Erros comuns e dicas de especialistas para uso sem riscos

Evite carregamento lateral e conexões inadequadas

Alinhe a carga da manilha de proa ao longo do eixo central para evitar carga lateral , o que pode reduzir a WLL efetiva em até 50%. Ao conectar várias eslingas, sempre use configurações arco a arco ou arco a pino; evite conexões pino a pino que criam cargas pontuais e aumentam o risco de carga de choque . Dica profissional: consulte as tabelas de redução de WLL para cargas angulares para manter as margens de segurança durante levantamentos de múltiplas pernas.

Evite o uso indevido de pins e modificações não autorizadas

Nunca solde, reusine ou substitua pinos. Usar qualquer coisa que não seja pinos aprovados pelo fabricante compromete a integridade estrutural e pode levar à deformação plástica sob carga. Certifique-se de que todas as roscas dos pinos, porcas e contrapinos estejam totalmente encaixados e sem desgaste. A substituição de um pino por uma alternativa não certificada invalida a conformidade do teste e pode resultar em falha catastrófica.

Estabeleça uma rotina de lista de verificação pré-uso

Integre todas as etapas de inspeção em uma lista de verificação pré-uso recorrente para detectar defeitos antes de cada levantamento. Inclua verificações visuais de rachaduras, corrosão e deformação, verifique o engate dos pinos e confirme o alinhamento adequado da carga . Uma lista de verificação de campo impressa ou digital melhora a consistência, reduz o erro humano e permite que os operadores documentem a conformidade com os padrões ASME B30.26 e OSHA 1910.184. Pro-Tip: verificações críticas com código de cores, como integridade do arco, tipo de pino e posicionamento da eslinga com múltiplas pernas para referência rápida em campo.

 

Conclusão

Garantir a segurança e a confiabilidade de uma manilha em arco começa com a inspeção sistemática de seu corpo, pino e alinhamento sob as cargas esperadas. Verificações regulares de desgaste, corrosão, deformação e encaixe adequado dos pinos ajudam a evitar falhas e a manter a consistência operacional.

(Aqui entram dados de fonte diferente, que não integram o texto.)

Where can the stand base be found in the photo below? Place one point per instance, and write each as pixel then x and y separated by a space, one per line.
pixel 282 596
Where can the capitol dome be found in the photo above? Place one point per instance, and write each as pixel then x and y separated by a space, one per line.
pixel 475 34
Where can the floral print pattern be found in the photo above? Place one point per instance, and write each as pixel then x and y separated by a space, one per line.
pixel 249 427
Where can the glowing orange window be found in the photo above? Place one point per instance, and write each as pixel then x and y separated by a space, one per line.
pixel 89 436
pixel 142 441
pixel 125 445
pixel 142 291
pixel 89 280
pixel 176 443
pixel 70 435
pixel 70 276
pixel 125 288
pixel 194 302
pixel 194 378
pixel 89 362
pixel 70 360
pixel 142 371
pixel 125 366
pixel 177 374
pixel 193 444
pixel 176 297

Produtos de . fornece manilhas certificadas e claramente marcadas, projetadas para apoiar essas práticas de inspeção A integração dessas ferramentas em operações de elevação de rotina permite que as equipes mantenham a conformidade, reduzam o tempo de inatividade e estendam a vida útil do equipamento, mantendo cada elevação controlada e segura.

 

Perguntas frequentes

P: Com que frequência uma manilha de arco deve ser inspecionada?

R: Uma manilha de arco deve ser inspecionada visualmente antes de cada uso. Para condições de elevação severas ou frequentes, também devem ser realizadas inspeções detalhadas periódicas.

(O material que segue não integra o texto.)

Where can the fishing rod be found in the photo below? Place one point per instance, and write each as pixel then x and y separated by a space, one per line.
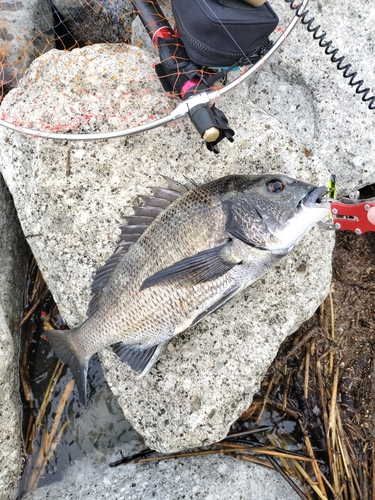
pixel 158 27
pixel 202 102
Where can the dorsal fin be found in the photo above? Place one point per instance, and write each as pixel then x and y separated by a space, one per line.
pixel 143 217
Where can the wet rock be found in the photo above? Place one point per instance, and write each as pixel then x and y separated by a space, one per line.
pixel 95 22
pixel 13 267
pixel 72 197
pixel 26 32
pixel 211 478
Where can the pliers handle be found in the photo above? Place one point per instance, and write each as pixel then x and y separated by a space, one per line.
pixel 358 217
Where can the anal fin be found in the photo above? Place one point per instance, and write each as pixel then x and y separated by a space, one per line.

P: Que sinais indicam que uma manilha em arco não é segura para uso?

R: Procure rachaduras visíveis, dobras, corrosão, desgaste excessivo, marcações ilegíveis ou roscas danificadas. Qualquer um deles exige a remoção imediata da manilha de serviço.

P: Como posso verificar se o pino de uma manilha em arco está seguro?

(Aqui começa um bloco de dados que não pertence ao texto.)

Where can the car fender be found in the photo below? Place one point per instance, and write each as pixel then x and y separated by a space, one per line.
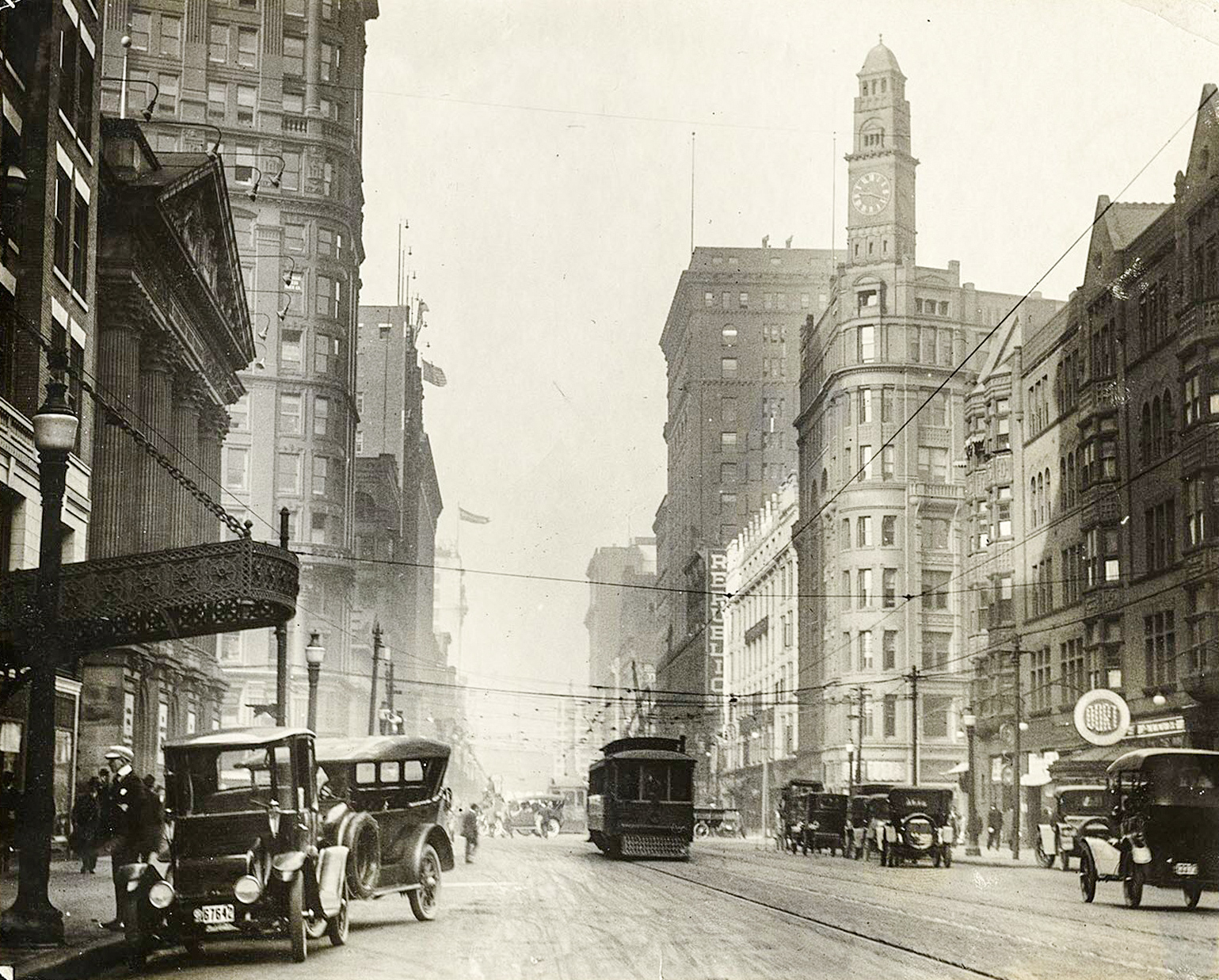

R: Desparafuse o pino manualmente para garantir uma rosqueamento suave, confirme se ele está nivelado na manilha e verifique se qualquer contrapino ou mecanismo de travamento está instalado corretamente.

P: Qual é o impacto do carregamento lateral em uma manilha em arco?

R: A carga lateral pode reduzir significativamente o limite de carga de trabalho, potencialmente em até 50%, aumentando o risco de falha mesmo que a manilha pareça não estar danificada.

P: As manilhas de arco podem ser usadas em ambientes marinhos ou corrosivos?

R: Sim, mas selecione materiais resistentes à corrosão, como aço inoxidável, e inspecione regularmente quanto a ferrugem, corrosão ou degradação da superfície para manter uma operação segura.

P: Como posso medir o desgaste de uma manilha em arco?

R: Compare as principais dimensões, como espessura do arco e diâmetro do pino, com as especificações do fabricante. O desgaste superior a 10% normalmente exige que a manilha seja retirada.